Keynote 3: Workplace 2.0 - applying machine learning to event streams across cloud based collaboration services

Speaker:
Bjørn Olstad
Corporate Vice President at Microsoft, Norway

Abstract:

The talk will present the core architectural principles and challenges associated with building the Office Graph service. Office Graph consumes event streams across email, chat, social, authoring as well as 3rd party services. These event streams are processed with machine learning to form a derived data model in Office Graph representing all digital entities and how they relate based on the aggregated activity stream analysis.
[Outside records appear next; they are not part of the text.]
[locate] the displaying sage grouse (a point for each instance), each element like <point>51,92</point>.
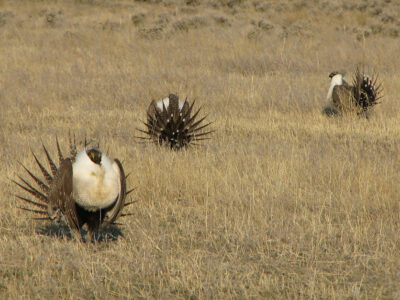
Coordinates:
<point>86,188</point>
<point>170,122</point>
<point>364,93</point>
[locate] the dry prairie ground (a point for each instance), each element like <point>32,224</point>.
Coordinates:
<point>282,203</point>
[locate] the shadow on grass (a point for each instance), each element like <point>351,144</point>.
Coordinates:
<point>61,231</point>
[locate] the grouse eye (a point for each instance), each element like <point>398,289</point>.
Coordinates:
<point>94,155</point>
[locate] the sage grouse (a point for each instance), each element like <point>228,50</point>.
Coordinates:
<point>170,122</point>
<point>364,93</point>
<point>86,188</point>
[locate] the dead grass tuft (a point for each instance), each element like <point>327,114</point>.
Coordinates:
<point>283,202</point>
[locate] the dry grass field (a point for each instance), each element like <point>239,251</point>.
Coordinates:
<point>283,202</point>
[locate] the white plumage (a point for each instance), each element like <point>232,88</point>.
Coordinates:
<point>336,80</point>
<point>95,186</point>
<point>166,104</point>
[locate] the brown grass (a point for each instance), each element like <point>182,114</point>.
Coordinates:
<point>282,203</point>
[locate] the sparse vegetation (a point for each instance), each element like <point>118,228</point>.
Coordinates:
<point>282,203</point>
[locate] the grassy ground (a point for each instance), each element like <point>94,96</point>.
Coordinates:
<point>282,203</point>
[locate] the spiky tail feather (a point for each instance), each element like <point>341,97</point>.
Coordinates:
<point>173,124</point>
<point>40,193</point>
<point>367,90</point>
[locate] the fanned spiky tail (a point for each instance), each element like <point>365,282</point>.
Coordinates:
<point>169,122</point>
<point>367,90</point>
<point>41,192</point>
Events will modify the Office Graph both directly in realtime as well as indirectly by triggering analysis across events streams that finally write derived insights into the Office Graph data model. Privacy is a key topic that has been carefully modelled. As a result Office Graph forms a realtime data model capturing the insights across the event streams and offers this as a resource to 1st party applications such as Delve and Outlook as well as 3rd party app development. The talk will present some of these insight driven experiences and how they leverage specific analytics and machine learning applied to the lower level activity streams.

Speaker Bio:

PhD Bjørn Olstad is a Corporate Vice President in Microsoft leading the Norwegian research and development center which is driving enterprise search, machine learning and distributed cloud infrastructures for communication systems. Olstad has previously been a professor at the NTNU university in Trondheim, Norway and been the CTO in Vingmed Sound acquired by GE Healthcare and FAST which was acquired by Microsoft. Olstad has as CTO and inventor 3 times won EU's ICT prize for most innovative European IT product. Olstad has also led many international research projects.